Tesla's record net loss in the first quarter and fast-burn through cash is raising questions about the company's future and whether it will be able to pay all of its bills.
Wednesday's results showed Tesla tearing through US$745.3 million ($1.06 billion) in cash in the first quarter, which may put pressure on it to borrow more money or sell additional shares to raise additional cash.
Tesla struggled to produce the mass-market Model 3 electric car during the quarter, falling short of production estimates. Strong sales of the car are key to generating cash to pay operating expenses, fund capital spending and make upcoming debt payments.
Production problems have been so bad that CEO Elon Musk has tweeted he's sleeping at the plant and that automation is overrated and more humans are needed to build the cars.
In April, Tesla said it wouldn't need to return to markets for more capital because it expected to generate cash from sales of the Model 3. But it has had trouble getting them out the door to several hundred thousand people who put down $1,000 deposits to order one.
The company said in a note to investors Wednesday that Model 3 production is on the rise and that it expects to post at least positive net income excluding stock-based compensation, and positive cash flow in the third and fourth quarters.
It also expects full profitability in those quarters under generally accepted accounting principles.
"This is primarily based on our ability to reach Model 3 production volume of 5,000 units per week," the company stated.
In its letter, Tesla said Model 3 production hit 2,270 per week at the end of April, the third straight week that it hit over 2,000. But it was far short of the 5,000 vehicles per week that Tesla said was needed to achieve profitability.
The company said it improved battery module production during the quarter, overcoming a large bottleneck, and it now expects to hit 5,000 Model 3s per week, or 20,000 per month, by around early July.
Tesla also expects five to six additional days of production down time for Model 3 production at its Fremont, California, plant during the second quarter. This is on top of four to five days in April.
Tesla admitted that it made a mistake by adding too much automation too quickly at the factory. "We have temporarily dialed back automation and introduced certain semi-automated or manual processes while we work to eventually have full automation take back over," the company said.

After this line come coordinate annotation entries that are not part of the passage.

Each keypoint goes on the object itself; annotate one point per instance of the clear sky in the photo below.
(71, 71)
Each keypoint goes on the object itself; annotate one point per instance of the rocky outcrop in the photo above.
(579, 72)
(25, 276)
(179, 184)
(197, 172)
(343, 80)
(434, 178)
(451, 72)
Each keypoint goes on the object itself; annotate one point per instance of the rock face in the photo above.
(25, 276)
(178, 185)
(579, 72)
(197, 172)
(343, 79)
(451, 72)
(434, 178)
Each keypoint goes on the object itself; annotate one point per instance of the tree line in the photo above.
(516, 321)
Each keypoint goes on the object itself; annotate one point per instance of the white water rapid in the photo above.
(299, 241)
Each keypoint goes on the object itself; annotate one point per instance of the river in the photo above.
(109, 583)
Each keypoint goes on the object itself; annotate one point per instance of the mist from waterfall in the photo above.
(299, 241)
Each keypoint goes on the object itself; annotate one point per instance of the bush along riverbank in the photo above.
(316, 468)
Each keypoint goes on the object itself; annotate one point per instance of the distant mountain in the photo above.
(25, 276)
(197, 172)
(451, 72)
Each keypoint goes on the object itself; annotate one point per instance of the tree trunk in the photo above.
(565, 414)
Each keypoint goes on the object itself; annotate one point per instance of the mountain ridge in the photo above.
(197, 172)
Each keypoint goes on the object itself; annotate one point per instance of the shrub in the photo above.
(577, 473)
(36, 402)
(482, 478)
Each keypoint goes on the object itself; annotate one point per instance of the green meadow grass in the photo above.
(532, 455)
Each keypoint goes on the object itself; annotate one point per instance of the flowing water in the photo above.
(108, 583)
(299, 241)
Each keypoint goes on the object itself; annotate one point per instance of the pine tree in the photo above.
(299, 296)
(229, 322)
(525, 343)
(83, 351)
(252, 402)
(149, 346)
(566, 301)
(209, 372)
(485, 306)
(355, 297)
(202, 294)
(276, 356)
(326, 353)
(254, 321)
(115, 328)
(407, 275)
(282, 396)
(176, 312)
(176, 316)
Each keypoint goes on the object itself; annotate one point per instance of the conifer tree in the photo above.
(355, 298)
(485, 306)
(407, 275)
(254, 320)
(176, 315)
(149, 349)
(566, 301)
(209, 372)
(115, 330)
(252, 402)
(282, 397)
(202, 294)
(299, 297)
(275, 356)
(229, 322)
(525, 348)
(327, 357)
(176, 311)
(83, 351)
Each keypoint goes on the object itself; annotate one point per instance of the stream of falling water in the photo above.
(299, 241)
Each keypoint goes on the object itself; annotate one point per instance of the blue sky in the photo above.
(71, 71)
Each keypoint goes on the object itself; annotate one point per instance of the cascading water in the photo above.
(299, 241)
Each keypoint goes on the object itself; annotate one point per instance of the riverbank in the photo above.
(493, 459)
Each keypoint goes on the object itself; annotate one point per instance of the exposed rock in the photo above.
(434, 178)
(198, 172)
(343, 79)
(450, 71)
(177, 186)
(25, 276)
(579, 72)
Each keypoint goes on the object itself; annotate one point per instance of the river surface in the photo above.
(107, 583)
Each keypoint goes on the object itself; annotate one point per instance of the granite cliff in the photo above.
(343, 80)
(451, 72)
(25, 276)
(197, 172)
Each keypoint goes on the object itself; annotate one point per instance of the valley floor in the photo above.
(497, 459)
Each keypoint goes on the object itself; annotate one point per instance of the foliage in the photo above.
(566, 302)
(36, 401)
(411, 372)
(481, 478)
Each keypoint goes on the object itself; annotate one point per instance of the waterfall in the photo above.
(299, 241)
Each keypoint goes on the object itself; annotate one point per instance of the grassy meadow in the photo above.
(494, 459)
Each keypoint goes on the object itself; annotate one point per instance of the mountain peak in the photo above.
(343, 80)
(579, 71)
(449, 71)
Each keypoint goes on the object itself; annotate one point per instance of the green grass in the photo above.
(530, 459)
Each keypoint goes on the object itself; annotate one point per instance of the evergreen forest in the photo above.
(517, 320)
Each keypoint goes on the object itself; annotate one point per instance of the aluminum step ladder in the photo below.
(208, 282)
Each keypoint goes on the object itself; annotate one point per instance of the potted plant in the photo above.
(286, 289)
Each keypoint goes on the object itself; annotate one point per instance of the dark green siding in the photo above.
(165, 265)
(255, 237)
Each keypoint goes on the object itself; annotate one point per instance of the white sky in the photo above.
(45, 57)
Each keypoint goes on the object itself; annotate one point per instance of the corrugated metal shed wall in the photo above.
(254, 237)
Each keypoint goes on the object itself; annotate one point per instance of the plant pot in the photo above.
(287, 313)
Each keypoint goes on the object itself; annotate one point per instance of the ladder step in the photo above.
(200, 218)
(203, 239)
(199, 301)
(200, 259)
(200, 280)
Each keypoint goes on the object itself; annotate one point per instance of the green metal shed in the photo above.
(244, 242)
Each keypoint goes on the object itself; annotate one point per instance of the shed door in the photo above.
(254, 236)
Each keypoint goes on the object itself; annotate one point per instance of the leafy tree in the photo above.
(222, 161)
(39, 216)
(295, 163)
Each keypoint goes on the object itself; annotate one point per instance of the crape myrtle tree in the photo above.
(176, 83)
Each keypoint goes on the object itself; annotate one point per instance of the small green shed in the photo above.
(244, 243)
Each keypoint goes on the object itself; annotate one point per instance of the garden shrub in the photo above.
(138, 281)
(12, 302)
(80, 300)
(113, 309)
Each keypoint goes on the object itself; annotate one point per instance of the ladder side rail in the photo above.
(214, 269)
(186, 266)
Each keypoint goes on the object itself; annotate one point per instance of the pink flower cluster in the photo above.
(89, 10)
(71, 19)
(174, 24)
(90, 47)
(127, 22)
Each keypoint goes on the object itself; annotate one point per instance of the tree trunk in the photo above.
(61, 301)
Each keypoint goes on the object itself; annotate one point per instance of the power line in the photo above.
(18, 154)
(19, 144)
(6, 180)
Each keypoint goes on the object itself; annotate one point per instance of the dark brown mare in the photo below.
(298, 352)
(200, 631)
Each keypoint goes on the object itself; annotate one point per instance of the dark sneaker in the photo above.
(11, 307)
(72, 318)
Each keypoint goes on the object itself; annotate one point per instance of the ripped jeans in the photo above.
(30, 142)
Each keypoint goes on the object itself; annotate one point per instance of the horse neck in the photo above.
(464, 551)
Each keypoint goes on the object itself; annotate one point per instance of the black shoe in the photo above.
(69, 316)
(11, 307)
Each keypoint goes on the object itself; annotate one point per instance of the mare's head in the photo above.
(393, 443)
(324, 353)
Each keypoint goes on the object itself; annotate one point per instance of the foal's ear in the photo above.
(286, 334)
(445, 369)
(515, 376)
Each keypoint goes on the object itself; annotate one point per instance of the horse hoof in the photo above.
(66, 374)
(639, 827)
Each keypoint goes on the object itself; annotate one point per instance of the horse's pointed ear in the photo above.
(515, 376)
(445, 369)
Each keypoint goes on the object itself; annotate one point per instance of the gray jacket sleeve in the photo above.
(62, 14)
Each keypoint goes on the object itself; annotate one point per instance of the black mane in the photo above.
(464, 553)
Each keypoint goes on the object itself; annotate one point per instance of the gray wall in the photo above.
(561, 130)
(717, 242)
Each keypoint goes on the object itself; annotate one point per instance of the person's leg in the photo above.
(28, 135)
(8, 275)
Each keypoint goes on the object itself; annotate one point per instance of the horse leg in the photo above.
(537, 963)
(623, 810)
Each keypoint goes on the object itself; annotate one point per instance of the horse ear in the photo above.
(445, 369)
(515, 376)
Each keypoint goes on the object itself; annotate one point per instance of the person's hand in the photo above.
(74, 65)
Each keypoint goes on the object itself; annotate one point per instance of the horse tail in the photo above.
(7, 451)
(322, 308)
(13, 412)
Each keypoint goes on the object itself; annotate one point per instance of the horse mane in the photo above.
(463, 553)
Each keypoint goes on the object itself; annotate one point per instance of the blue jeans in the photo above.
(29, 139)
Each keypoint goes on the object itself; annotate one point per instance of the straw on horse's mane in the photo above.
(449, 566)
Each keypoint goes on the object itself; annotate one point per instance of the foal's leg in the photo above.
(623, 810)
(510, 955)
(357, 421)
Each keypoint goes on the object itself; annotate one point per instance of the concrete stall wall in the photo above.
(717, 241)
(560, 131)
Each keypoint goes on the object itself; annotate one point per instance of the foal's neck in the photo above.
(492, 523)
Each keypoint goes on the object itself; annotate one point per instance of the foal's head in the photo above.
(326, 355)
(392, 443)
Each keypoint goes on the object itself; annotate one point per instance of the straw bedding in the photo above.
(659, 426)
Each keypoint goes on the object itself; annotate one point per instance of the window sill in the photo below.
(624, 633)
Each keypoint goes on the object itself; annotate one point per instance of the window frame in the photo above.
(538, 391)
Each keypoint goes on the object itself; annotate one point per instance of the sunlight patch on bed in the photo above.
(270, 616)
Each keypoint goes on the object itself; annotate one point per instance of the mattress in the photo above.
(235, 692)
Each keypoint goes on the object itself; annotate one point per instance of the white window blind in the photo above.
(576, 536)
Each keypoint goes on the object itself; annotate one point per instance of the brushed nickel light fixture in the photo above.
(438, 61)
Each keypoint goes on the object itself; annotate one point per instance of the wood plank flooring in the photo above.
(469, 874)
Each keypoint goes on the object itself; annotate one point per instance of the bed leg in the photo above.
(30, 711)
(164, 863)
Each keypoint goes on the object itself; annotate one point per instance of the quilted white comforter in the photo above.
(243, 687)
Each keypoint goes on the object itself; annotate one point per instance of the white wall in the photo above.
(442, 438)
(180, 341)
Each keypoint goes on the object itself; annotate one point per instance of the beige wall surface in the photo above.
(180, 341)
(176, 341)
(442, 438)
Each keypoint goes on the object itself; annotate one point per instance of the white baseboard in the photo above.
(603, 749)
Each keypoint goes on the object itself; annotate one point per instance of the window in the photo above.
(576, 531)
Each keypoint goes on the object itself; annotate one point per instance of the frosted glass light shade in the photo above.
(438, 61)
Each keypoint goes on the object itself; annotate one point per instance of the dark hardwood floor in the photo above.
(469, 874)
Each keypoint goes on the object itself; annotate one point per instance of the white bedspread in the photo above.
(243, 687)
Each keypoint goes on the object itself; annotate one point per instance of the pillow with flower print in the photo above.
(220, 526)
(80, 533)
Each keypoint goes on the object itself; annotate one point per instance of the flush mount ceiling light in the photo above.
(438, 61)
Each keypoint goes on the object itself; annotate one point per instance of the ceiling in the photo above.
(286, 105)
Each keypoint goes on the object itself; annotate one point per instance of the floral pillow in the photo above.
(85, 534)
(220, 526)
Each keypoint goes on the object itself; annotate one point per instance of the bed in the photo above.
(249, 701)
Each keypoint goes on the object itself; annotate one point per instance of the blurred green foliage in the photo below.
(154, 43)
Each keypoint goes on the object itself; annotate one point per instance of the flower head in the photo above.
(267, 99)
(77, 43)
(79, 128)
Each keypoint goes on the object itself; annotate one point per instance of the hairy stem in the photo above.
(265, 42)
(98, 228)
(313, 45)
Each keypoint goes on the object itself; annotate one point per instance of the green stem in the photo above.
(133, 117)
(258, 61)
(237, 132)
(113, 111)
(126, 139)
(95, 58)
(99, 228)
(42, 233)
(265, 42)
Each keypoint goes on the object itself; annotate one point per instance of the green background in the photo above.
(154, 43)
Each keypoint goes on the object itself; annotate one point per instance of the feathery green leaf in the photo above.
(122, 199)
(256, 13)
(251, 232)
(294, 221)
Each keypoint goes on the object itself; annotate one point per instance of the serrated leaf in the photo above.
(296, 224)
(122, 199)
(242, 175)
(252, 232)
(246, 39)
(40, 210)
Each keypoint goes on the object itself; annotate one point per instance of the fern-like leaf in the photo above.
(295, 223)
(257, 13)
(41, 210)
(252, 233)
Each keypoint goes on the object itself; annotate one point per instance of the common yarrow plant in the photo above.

Tesla posted a record US$709.6m net loss in the first quarter, which amounts to a loss of $4.19 per share. Excluding one-time expenses such as stock-based compensation, the company lost $3.35 per share. Revenue grew by 26 per cent from a year ago to US$3.4b.
The giant loss in a critical quarter for the 15-year-old company beat Wall Street estimates. Analysts polled by FactSet expected an adjusted loss of $3.54 per share. Revenue exceeded estimates of US$3.28b.
During the quarter the company burned cash at a rate of US$57m per week.
Moody's Investor Service downgraded Tesla's debt into junk territory back in March, warning at the time that Tesla didn't have cash to cover US$3.7b for normal operations, capital expenses and debt that come due early next year. At the end of last year the company had a total of US$9.5b in long-term debt.
"The negative outlook reflects the likelihood that Tesla will have to undertake a large, near-term capital raise in order to refund maturing obligations and avoid a liquidity shortfall," Moody's wrote in a note to investors.
Tesla Inc., which has had only two profitable quarters in its nearly eight years as a public company.
The company said it will reduce capital spending for 2018 from US$3.4b to US$3b.
The Model 3 starts at US$35,000 but can easily top US$50,000 with options. The company's plant has wildly missed Musk's production forecasts. When production started last summer he promised to build 20,000 Model 3s during the month of December. Instead, Tesla made only 2,425 during the entire fourth quarter.
Then Tesla forecast 10,000 Model 3s per month at the end of the first quarter. As it turned out, just under 9,800 were assembled from January through March, Tesla said in April. The Fremont factory was shut down for four or five days last month to clear production bottlenecks, Tesla said.
Tesla has predicted high sales and strong cash flow in the third quarter. "As a result Tesla does not require an equity or debt raise this year, apart from standard credit lines," the company said.
The Model 3 is the most important piece of Tesla's plan to become a mainstream automaker. At one point it had more than 500,000 potential buyers on a waiting list. But in April the company conceded that some had canceled, although it refused to give numbers. Tesla said reservations "remained stable" through the first quarter.